Fünfter Senat Mittwoch, 13. Oktober 2021, 9:00 Uhr

Vergütungsanspruch während einer Geschäftsschließung aufgrund behördlicher Anordnung wegen der Corona-Pandemie

B. (RA. Tyburski, Rotenburg [Wümme]) ./.
S. (Marquardt RAe., Berlin)
– 5 AZR 211/21 –

Die Parteien streiten über die Zahlung von Entgelt ohne Arbeitsleistung für den Monat April 2020.

Die Beklagte betreibt einen Handel mit Nähmaschinen und Zubehör. Sie unterhält in B. eine Zweigstelle, in der die Klägerin seit Oktober 2019 als geringfügig Beschäftigte im Verkauf tätig ist.

Aufgrund einer Allgemeinverfügung der Stadt B. vom 23. März 2020 war die Verkaufsstelle in B. wegen der Corona-Pandemie im Monat April 2020 geschlossen. Wäre dies nicht erfolgt, hätte die Klägerin in diesem Monat gearbeitet und unstreitig ein Entgelt von 432,00 Euro netto erzielt.
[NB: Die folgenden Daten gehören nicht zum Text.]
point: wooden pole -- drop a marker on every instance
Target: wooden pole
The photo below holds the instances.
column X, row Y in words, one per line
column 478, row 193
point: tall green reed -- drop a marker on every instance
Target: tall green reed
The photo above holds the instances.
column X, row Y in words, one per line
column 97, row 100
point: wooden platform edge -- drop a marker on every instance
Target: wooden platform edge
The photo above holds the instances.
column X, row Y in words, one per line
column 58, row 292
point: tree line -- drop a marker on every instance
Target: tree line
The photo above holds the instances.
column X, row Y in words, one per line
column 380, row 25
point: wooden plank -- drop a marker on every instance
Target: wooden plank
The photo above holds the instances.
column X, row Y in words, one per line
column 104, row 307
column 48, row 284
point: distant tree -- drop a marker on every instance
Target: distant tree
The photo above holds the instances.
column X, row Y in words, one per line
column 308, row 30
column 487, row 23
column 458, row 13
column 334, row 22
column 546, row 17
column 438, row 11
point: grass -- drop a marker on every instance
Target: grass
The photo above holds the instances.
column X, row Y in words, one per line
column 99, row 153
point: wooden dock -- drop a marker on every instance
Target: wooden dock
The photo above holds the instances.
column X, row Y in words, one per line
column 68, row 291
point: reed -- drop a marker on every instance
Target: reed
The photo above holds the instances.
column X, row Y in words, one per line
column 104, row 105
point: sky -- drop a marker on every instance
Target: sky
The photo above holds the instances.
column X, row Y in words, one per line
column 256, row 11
Mit ihrer Klage hat die Klägerin diesen Betrag als Vergütung wegen Annahmeverzugs verlangt. Sie hat gemeint, auch die Schließung der Filiale aufgrund behördlicher Anordnung wegen der Corona-Pandemie sei ein Fall des von der Beklagten als Arbeitgeberin zu tragenden Betriebsrisikos
.
Die Vorinstanzen haben der Klage stattgegeben. Sie haben gemeint, § 615 Satz 3 BGB betreffe alle Fälle, in denen der Arbeitgeber, sei es aus tatsächlichen, sei es aus rechtlichen Gründen, notwendige Arbeitsmittel nicht zur Verfügung stellen könne. Dazu gehöre auch die Schließung des Betriebs aufgrund einer behördlichen Anordnung. Im Übrigen sei nach der Allgemeinverfügung der Stadt B. nur die Öffnung von Einzelhandelsgeschäften für den Publikumsverkehr verboten gewesen. Damit sei es durchaus möglich gewesen, die Klägerin mit anderen zumutbaren Aufgaben zu beschäftigen. Diese Situation komme dem allgemeinen Wirtschaftsrisiko nahe, dass der Arbeitgeber trage.

Mit ihrer Revision verfolgt die Beklagte weiterhin die Abweisung der Klage.